There’s always some give and take when it comes to finding time to practice your golf swing. Whether you want to drive to a local putting green or hit a bucket of balls, time is a factor. Of course, if you have a virtual golf simulator, you can skip the car drive and go directly to your golf drive, right there at home. Still, it isn’t easy to allot time for what’s so fun and vital: practice.
Training to budget time can be as challenging as training to hit the perfect draw, but the right time management system can better balance the most pressing needs, like time with family, work, school, golf, and maybe even a little time for sleep.
Time Management Systems
You don’t need a fancy computer-driven time management system to find time to golf; whether it’s practice at the course or getting to your golf simulator, you just need to make some notes. The first rule of time management is to write down your tasks and your goals using the Accountability Method.
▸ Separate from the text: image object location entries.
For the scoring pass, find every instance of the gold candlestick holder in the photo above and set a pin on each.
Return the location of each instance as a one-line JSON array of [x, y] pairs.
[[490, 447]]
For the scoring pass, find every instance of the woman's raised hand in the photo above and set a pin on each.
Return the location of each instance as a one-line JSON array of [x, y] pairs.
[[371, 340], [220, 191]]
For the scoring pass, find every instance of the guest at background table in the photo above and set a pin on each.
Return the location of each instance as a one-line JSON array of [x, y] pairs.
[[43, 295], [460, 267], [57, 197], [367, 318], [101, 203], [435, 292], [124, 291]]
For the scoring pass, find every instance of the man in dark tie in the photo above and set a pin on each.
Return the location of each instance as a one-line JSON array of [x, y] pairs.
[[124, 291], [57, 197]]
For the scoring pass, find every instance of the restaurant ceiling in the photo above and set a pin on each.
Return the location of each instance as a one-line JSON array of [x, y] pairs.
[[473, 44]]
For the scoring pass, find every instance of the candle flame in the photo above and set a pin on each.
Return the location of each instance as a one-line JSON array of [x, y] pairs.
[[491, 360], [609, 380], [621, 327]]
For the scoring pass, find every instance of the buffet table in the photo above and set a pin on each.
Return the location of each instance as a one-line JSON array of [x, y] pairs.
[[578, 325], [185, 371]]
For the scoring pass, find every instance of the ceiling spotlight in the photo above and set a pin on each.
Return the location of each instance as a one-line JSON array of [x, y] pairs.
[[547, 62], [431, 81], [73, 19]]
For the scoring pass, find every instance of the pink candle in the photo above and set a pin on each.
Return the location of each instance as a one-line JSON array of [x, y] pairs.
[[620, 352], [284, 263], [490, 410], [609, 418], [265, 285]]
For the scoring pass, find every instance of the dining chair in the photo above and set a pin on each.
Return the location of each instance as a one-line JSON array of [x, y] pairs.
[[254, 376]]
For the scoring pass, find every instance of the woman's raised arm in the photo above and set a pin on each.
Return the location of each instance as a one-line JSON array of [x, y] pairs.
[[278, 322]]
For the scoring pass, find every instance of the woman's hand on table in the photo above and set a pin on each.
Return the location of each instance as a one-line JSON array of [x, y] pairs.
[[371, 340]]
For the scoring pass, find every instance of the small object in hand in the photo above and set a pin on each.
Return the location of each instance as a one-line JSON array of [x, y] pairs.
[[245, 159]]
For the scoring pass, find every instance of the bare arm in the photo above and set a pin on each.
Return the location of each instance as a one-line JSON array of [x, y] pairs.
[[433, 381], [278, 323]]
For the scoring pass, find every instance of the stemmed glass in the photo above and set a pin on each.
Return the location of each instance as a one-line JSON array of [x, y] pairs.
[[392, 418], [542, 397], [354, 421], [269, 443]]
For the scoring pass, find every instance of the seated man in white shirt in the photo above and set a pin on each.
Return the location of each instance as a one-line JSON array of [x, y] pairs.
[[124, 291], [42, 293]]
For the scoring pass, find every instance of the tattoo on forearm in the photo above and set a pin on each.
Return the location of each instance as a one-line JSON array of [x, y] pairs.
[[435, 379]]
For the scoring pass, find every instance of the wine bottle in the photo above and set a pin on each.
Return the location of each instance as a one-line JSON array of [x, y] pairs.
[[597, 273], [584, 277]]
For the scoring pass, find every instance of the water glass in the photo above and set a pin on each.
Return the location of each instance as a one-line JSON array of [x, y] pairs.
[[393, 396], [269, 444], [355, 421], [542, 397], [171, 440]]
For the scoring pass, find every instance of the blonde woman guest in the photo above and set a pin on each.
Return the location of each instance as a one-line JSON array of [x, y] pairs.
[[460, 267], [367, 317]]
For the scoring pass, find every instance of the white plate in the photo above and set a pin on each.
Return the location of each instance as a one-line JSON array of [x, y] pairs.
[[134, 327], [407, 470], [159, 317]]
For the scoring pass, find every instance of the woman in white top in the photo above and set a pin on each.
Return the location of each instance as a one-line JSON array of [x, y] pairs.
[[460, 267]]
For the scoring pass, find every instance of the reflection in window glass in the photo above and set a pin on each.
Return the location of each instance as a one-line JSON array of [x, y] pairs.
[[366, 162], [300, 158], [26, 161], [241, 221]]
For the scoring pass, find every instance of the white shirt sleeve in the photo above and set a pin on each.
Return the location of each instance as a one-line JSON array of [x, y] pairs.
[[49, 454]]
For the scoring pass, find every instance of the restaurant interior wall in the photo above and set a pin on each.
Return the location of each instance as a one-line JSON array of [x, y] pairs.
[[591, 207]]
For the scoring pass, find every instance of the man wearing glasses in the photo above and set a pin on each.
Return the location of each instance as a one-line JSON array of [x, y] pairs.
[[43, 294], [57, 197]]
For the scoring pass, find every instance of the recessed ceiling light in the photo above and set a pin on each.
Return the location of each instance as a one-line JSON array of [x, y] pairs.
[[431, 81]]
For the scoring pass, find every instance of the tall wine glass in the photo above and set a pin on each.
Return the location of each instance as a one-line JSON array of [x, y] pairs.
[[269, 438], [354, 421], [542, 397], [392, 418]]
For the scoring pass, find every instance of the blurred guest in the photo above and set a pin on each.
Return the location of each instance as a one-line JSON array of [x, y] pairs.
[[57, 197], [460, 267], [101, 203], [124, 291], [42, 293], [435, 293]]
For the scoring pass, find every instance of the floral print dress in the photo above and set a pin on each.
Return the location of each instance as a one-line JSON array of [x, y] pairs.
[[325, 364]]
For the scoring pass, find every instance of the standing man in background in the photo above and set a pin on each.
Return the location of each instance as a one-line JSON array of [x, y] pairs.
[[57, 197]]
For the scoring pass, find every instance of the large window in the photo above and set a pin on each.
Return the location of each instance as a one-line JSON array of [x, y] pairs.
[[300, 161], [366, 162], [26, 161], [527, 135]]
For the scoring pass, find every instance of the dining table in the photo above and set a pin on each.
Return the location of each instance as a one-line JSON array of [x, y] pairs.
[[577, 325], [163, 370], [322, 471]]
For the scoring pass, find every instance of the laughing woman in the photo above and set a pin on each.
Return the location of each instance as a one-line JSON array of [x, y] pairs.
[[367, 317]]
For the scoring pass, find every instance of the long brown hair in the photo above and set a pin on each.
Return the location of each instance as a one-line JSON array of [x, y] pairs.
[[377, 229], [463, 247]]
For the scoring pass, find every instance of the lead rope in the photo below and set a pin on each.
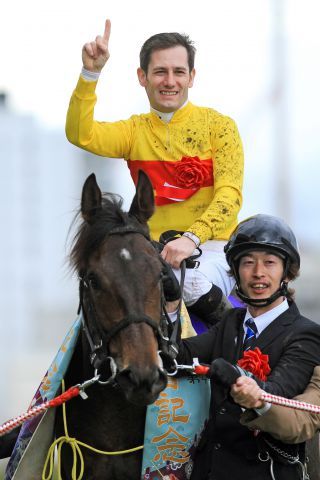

The onus is on you to get your tasks in order by admitting them to yourself. Then you can set a time frame for each, starting with perhaps nine hours for work with a commute or five hours for school with homework. When you add up the essential hours, you’ll find there’s still time to squeeze in some golf practice and perhaps a trip to a favorite course. While you’re doing that, you might find that the commute to a distant course isn’t worth the time if you can play a comparable course that’s around the corner!
To expand on the accountability system, try setting your day into Time Blocks. Write down each hour of the day from when you are up and awake until you expect to be heading to bed. Then, fill in the blanks with your tasks, allowing a little wiggle room, and you’ll be able to see where you can fit in your golf time.
Another method is to mimic President Dwight D. Eisenhower’s four-square or Eisenhower Matrix. Write down your tasks and divide them into urgent and not-urgent. Then split the urgent items into the most important and least important – which gives you things that must get handled immediately and things that must get scheduled. And finally, split the not-urgent items into essential tasks (like golf practice, right?) and not-so-important stuff like social media, surfing the web, and TV.
Now you’ve got systems to find the extra time to practice golf, especially with virtual golf at hand, and to get to the course. Go forth and enjoy the freedom time management rewards.